Tazza di cappuccino accanto a una finestra bagnata dalla pioggia

Che cosa significa fatigue? Come posso contrastarla?

Ci si sente continuamente stanchi o molto affaticati anche dopo minimi sforzi? La fatigue, termine medico per definire la condizione di affaticamento, è una conseguenza molto comune durante le malattie croniche come la sclerosi multipla. La neuroscienziata Dr. Gianna C. Riccitelli è un’esperta in materia e ha risposto ad alcune domande di Anne su come i pazienti possono imparare a gestire questa condizione rimettendosi di nuovo in forze.

Può spiegare brevemente che cos’è la fatigue?

La fatigue è un sintomo soggettivo e può essere considerata come una sensazione molto intensa di stanchezza, mancanza di energie o affaticamento percepita dalla persona, al limite della tristezza o debolezza. La fatigue condiziona i pazienti nelle attività quotidiane.

Perché la fatigue è così comune nei pazienti di SM?

Nonostante sia uno dei sintomi più ricorrenti legati alla sclerosi multipla, non si capisce come mai così tanti pazienti ne siano colpiti. Si ritiene che la fatigue sia il risultato di più fattori. Probabilmente non c’è un’unica causa che aumenta la probabilità di manifestare tale sintomo durante la SM.

Le cause possono dipendere direttamente o indirettamente dalla SM, perciò si distingue tra fatigue primaria e secondaria. La fatigue primaria è il risultato del danno al sistema nervoso centrale causato da infiammazione. La fatigue secondaria, invece, è più legata allo stato d’animo e alla presenza di altre malattie, disturbi o fattori che non sono necessariamente correlati in modo diretto alla sclerosi multipla, come ad esempio mancanza di energia, mancanza di sonno, sensibilità al calore, depressione o ansia, stress, alimentazione scorretta, mancanza di esercizio fisico, farmaci da assumere per curare altri sintomi o condizioni, così come infezioni o ricadute.

  • Anne Rüffer intervista la neuroscienziata Dr. Gianna Riccitelli sulla sclerosi multipla

    Dr. Gianna C. Riccitelli è una neuroscienziata e un’esperta di fatica

In che modo i pazienti di SM possono affrontare tale affaticamento?

La prima cosa da fare è sfruttare al meglio le proprie energie! È importante non solo mettere insieme le forze e investirle nel modo migliore, ma anche pianificare le attività e trovare il giusto equilibrio fra quelle che richiedono più o meno energie. Un consiglio per i pazienti è quello di stabilire le proprie priorità delegando, quando possibile, i vari compiti ad altre persone, facendo attenzione a preservare le proprie forze. Infine, per portare a termine le attività è bene concedersi spesso pause e momenti per recuperare le energie.

Quali difficoltà particolari comporta la fatigue nelle attività quotidiane e sul lavoro?

Per i pazienti di SM affetti da fatigue le attività quotidiane comportano uno sforzo molto più grande rispetto alle altre persone. Generalmente i sintomi di questa condizione rallentano le capacità cognitive e motorie e rendono necessario molto più tempo per portare a termine un’attività. In particolare, la fatigue incide sulla facoltà mnemonica, sull’attenzione, sulla capacità di concentrazione e sulla coordinazione motoria. I pazienti di SM che manifestano fatigue hanno spesso difficoltà nel formulare in modo chiaro i propri pensieri e nello svolgere le proprie attività in modo preciso. La fatigue inoltre riduce la motivazione necessaria per portare a termine i propri impegni. Una volta superati gli episodi di fatigue, tuttavia, le facoltà tornano al loro livello normale. In ogni caso, questa condizione ha creato gravi problemi nella vita quotidiana delle persone colpite, mettendo a dura prova la loro stabilità emotiva.

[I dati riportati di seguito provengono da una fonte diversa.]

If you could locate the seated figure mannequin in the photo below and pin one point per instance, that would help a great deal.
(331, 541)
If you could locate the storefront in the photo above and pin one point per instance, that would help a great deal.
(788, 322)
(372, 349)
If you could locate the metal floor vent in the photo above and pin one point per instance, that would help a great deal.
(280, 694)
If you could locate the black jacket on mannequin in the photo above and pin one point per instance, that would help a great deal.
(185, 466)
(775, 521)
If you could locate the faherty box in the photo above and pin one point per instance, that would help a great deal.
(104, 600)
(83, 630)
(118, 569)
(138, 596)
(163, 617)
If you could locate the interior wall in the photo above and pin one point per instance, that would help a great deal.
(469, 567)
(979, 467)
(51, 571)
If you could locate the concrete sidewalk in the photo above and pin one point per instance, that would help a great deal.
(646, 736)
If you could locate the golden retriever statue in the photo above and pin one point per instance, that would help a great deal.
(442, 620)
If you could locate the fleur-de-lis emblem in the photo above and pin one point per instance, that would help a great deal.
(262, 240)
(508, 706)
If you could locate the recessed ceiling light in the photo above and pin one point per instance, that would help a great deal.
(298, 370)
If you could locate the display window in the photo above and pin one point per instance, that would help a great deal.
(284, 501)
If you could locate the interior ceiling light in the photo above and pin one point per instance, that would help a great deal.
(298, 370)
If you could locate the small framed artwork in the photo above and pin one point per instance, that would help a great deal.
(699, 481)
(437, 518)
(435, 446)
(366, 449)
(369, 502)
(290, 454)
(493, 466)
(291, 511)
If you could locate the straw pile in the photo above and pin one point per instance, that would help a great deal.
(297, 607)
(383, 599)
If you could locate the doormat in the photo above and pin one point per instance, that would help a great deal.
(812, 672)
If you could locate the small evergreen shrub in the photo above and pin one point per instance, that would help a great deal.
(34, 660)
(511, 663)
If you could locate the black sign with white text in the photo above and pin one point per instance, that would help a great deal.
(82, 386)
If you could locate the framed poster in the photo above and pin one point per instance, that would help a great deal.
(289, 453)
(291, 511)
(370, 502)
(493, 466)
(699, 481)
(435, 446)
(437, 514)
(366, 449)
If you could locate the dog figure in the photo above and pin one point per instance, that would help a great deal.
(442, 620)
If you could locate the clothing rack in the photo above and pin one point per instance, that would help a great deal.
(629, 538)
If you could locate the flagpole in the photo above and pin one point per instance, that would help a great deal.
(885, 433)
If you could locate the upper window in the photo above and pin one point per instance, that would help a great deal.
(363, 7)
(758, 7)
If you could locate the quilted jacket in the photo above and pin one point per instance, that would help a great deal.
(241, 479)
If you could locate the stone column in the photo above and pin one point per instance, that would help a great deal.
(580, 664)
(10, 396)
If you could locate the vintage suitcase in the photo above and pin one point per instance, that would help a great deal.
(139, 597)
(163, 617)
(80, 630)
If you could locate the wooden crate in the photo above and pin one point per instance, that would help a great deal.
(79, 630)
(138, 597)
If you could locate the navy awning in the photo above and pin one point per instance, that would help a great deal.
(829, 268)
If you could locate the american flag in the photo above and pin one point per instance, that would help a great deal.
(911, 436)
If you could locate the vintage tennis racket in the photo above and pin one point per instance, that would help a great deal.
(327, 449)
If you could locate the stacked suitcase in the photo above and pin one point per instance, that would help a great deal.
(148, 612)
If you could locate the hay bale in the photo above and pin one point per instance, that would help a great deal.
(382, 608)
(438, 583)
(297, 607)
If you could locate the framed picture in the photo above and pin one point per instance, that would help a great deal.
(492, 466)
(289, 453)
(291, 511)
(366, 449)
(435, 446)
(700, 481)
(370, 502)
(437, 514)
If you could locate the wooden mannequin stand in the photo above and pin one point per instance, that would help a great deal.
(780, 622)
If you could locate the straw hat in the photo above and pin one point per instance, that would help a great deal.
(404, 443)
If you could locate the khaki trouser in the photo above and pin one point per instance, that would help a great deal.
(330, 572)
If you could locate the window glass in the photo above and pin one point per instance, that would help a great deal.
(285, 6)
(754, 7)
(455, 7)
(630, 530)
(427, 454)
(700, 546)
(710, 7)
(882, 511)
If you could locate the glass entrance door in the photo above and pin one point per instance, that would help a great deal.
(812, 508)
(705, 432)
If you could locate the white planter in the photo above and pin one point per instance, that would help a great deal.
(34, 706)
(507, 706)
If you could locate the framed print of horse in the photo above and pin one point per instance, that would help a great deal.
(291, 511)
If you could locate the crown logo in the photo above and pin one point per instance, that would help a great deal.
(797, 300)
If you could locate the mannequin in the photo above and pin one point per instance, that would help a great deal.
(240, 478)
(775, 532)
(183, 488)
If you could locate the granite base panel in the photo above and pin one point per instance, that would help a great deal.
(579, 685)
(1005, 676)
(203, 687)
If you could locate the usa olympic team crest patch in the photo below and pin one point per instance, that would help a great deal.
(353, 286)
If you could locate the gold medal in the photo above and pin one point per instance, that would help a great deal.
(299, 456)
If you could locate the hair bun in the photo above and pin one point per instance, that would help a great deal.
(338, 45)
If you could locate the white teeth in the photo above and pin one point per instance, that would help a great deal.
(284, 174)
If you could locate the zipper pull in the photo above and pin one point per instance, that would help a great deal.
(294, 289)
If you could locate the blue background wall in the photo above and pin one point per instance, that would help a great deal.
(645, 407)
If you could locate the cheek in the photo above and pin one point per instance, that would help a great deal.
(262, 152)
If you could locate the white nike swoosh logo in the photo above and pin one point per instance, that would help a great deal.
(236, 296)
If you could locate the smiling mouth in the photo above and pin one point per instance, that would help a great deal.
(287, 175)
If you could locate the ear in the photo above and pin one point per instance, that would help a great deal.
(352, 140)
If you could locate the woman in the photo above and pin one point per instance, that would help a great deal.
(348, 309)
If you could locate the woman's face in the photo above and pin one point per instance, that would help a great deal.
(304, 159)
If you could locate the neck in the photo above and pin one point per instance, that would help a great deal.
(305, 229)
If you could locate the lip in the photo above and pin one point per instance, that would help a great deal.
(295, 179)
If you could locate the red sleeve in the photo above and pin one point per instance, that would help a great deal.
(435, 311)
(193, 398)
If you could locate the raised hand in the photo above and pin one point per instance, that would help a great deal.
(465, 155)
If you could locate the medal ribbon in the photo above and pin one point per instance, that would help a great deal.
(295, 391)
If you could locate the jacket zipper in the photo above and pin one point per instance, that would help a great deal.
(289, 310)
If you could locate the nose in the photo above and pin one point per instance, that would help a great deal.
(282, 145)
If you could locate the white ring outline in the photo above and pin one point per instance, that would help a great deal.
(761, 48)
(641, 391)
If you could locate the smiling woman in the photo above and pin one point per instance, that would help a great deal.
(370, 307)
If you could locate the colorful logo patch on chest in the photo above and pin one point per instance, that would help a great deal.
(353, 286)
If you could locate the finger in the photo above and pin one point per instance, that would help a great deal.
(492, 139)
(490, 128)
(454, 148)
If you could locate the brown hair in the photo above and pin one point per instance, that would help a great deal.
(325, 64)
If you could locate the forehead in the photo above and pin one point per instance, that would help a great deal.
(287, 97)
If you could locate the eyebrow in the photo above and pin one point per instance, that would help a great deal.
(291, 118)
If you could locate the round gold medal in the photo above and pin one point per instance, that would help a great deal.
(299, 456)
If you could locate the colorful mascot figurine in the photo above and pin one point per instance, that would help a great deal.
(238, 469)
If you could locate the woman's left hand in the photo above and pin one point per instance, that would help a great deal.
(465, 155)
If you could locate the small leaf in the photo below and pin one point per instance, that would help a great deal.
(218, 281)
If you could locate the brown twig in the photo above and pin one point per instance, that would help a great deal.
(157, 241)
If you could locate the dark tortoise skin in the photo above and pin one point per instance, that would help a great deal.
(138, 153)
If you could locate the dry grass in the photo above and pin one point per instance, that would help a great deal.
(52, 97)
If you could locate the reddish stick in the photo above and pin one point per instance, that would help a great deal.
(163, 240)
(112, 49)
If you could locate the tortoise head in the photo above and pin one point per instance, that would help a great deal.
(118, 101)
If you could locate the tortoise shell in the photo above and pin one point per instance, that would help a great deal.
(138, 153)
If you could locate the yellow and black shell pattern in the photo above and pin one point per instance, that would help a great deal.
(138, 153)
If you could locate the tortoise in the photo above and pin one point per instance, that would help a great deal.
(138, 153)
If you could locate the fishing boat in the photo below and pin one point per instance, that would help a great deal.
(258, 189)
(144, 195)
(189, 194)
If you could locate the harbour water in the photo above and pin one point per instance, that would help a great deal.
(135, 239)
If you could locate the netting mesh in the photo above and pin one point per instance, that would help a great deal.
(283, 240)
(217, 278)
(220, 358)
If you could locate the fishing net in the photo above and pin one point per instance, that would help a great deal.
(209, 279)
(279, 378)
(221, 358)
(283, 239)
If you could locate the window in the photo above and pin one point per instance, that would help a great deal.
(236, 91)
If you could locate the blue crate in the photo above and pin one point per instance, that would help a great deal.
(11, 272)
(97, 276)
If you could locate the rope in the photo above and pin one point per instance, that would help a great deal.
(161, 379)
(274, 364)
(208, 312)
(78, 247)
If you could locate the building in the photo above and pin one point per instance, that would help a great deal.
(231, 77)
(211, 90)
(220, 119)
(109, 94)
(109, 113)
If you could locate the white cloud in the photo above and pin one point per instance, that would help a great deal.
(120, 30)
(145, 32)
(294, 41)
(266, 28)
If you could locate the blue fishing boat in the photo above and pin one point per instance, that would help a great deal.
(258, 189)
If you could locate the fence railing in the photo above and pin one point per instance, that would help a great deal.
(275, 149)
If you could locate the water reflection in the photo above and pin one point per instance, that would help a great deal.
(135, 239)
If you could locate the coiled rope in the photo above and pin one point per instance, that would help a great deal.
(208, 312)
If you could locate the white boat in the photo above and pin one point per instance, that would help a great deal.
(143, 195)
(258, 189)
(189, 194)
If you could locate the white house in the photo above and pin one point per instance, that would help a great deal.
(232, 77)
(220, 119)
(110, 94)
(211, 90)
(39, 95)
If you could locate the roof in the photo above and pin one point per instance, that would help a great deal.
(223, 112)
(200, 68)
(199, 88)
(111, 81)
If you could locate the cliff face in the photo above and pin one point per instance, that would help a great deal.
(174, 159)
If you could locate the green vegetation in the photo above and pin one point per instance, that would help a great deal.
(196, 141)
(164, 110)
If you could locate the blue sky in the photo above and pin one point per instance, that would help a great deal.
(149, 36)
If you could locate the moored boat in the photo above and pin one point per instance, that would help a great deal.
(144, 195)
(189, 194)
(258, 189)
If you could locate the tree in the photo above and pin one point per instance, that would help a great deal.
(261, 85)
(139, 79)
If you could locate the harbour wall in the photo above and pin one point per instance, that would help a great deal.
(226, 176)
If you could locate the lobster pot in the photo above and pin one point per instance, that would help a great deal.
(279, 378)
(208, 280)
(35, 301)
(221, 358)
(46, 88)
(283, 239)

Di conseguenza, la domanda che ci si pone è la seguente: in che modo e perché i pazienti dovrebbero comunicare i sintomi della fatigue alle persone che li circondano? Il mio consiglio è quello di parlarne nel modo più aperto e diretto possibile, al fine di ottenere comprensione e il sostegno necessario.

Che esperienze ha avuto durante la cura di pazienti di SM colpiti da fatigue?

La fatigue non si può curare, ma ci sono tecniche per mitigarne gli effetti sulle attività quotidiane dei pazienti di SM. Oltre a terapie a base di farmaci specifici, per i pazienti di SM è richiesto:

  • training di potenziamento dell’attenzione, fra cui terapia cognitivo-comportamentale e gestione della fatigue;
  • allenamento di resistenza, esercizi di equilibrio e stretching, fra cui yoga. Si tratta di approcci terapeutici che alleviano tale sintomo e migliorano la qualità di vita dei pazienti.